Personal information
- Born: May 23, 1980 (age 45) Detroit, Michigan, U.S.
- Listed height: 6 ft 3 in (1.91 m)
- Listed weight: 230 lb (104 kg)

Career information
- High school: Martin Luther King (Detroit)
- College: Minnesota
- NFL draft: 2002: 4th round, 123rd overall pick

Career history
- Baltimore Ravens (2002–2004); Chicago Bears (2005)*; Washington Redskins (2006)*; Calgary Stampeders (2006); Orlando Predators (2007–2008); Cleveland Gladiators (2008);
- * Offseason and/or practice squad member only

Awards and highlights
- First-team All-Big Ten (2000); Second-team All-Big Ten (2001);

Career NFL statistics
- Receptions: 11
- Receiving yards: 126
- Receiving TDs: 1
- Stats at Pro Football Reference

Career AFL statistics
- Receptions: 177
- Receiving yards: 1,741
- Receiving TDs: 23
- Stats at ArenaFan.com
- Stats at CFL.ca (archive)

= Ron Johnson (wide receiver, born 1980) =

American football player (born 1980)

Ron Johnson (born May 23, 1980) is an American former professional football player in the National Football League (NFL), Canadian Football League (CFL) and Arena Football League (AFL). He played college football for the Minnesota Golden Gophers and was selected by the Baltimore Ravens in the fourth round of the 2002 NFL draft with the 123rd overall pick.

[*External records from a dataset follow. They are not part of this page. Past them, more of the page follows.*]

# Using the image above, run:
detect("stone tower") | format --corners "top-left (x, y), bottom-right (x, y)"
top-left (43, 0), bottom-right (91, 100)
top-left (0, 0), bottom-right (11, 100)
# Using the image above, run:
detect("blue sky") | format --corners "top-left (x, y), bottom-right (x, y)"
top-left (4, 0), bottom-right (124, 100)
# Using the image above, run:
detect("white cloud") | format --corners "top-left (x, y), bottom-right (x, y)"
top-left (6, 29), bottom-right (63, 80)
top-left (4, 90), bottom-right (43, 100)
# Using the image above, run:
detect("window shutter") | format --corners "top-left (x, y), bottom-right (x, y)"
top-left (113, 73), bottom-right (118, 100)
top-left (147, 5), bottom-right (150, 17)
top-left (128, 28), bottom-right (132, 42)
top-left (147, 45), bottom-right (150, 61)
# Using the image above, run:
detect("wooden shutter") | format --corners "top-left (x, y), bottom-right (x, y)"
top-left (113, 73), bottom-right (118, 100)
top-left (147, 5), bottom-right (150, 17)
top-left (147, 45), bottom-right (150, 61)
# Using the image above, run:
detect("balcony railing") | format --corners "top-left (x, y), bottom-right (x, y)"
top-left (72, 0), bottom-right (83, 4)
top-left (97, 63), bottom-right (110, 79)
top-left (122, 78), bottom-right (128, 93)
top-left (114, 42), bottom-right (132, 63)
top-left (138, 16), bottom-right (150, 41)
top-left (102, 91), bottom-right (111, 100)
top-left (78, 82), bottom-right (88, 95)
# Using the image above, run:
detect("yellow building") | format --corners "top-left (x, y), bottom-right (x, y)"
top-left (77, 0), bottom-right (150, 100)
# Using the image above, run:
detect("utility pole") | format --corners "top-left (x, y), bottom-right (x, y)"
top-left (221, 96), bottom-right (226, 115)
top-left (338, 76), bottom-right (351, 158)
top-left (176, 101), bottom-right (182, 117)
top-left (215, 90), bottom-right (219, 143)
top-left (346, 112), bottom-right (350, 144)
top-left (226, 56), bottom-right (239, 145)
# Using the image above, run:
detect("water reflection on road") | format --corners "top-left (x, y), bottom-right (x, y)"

In his NFL debut, he scored an eight-yard receiving touchdown against the Carolina Panthers in a 10–7 loss.

Johnson was also a member of the Chicago Bears, Washington Redskins, Calgary Stampeders, Orlando Predators, and Cleveland Gladiators.

Johnson's father, Ron Johnson Sr., played in the NFL as a defensive back for the Pittsburgh Steelers, winning two Super Bowls between 1978 and 1984.